Sobre un pinar tupido que cae suavemente a un paisaje de prados y lagos, se plantea este conjunto de veintitrés viviendas. El fin es esconderse bajo la sombra espesa de los pinos y pasar desapercibido mediante una arquitectura pausada, autóctona y a la vez sorprendente.
Cada vivienda se descompone en cubos de diferente proporción que se asientan a distintas cotas siguiendo el terreno natural. Las viviendas se agrupan para disminuir el impacto visual y compartir las vistas desde el punto más alto de la colina.
Todas las casas comparten las mismas características y paleta de colores: el rojo tierra, para el suelo que contrasta con el lienzo verde del lugar; y el blanco, para el resto de la arquitectura a la manera de los pueblos encalados -ventanas, paredes, techos-. Esta aparente monotonía se combate con cinco tipologías de vivienda, que se adaptan a la topografía variable creando entradas por el piso superior o inferior, de manera indistinta y con la finalidad de preservar el paisaje.
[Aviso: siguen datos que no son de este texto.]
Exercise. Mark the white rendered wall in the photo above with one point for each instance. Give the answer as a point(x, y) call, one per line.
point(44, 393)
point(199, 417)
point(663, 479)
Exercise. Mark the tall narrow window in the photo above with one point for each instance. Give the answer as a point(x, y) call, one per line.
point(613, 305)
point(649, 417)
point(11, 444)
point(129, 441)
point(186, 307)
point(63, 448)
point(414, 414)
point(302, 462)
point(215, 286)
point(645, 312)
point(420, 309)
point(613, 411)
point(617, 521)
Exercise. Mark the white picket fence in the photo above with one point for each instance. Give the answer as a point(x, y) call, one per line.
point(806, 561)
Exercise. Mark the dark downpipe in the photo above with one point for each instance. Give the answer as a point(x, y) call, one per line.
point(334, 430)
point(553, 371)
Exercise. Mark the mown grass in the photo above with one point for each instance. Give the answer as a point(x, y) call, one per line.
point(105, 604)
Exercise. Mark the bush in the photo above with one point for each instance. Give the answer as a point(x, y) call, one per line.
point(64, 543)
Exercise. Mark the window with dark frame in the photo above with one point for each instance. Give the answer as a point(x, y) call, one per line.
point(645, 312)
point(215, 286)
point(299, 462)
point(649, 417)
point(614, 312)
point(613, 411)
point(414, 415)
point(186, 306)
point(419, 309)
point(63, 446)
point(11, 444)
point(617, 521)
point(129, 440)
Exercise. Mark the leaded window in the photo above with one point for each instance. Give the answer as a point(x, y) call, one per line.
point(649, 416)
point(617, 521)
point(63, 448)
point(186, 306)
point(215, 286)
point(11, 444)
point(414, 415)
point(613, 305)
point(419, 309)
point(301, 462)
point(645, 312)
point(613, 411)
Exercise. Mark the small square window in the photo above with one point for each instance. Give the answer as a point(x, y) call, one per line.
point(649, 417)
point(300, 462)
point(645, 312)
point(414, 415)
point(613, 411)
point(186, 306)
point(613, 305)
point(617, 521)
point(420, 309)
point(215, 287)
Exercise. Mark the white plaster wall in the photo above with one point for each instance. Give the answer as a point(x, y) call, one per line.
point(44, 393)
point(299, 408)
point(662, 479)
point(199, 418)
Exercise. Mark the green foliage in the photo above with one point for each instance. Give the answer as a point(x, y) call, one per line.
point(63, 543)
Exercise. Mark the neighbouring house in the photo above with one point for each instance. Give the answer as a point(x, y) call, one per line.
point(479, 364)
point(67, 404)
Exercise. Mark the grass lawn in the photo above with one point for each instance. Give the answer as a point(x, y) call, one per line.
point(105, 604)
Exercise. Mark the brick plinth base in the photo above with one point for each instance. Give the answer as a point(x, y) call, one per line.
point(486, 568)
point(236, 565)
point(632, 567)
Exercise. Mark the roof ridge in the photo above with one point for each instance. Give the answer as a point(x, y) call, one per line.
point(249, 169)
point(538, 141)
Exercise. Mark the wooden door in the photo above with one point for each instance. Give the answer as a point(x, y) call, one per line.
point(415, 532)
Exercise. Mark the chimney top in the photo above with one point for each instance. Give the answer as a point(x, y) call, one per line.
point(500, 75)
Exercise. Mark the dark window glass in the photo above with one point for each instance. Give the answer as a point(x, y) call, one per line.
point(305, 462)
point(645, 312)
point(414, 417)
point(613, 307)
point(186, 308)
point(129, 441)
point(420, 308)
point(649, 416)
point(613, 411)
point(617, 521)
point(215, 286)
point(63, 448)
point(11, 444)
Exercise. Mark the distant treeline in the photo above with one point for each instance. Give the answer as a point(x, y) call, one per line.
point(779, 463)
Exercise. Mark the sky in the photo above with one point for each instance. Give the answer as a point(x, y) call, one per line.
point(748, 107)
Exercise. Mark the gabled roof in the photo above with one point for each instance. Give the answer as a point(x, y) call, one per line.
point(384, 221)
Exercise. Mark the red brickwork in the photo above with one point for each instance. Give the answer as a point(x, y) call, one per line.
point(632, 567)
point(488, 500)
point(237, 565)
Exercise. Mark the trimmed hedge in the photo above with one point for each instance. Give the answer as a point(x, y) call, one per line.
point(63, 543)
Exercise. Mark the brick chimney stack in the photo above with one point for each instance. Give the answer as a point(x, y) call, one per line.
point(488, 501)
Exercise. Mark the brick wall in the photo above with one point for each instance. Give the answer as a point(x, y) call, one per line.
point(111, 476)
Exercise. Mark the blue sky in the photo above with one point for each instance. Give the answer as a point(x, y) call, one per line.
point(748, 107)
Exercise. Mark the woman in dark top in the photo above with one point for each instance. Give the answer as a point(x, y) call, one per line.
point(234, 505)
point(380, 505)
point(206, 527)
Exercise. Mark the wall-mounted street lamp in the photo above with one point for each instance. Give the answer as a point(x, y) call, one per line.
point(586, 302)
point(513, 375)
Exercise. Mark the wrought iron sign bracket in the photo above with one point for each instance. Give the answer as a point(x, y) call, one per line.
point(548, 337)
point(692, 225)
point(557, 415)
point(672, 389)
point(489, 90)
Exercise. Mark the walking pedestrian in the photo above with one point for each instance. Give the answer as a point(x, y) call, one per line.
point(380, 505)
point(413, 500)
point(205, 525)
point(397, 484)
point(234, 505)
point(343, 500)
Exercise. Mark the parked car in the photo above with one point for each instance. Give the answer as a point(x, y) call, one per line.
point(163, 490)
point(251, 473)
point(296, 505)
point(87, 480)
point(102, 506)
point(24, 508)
Habitar estas casas se asemeja a volver a modelos vernáculos de habitaciones sencillas, poco ornamentadas, techos altos y mucha superficie de pared. Los avances tecnológicos se concentran en la planta baja. Cocinas en isla y abiertas a un patio particular. Las salas ocupan un cubo alto, abierto a tres caras y con un sistema de carpinterías que desaparecen en los muros para crear un gran porche abierto.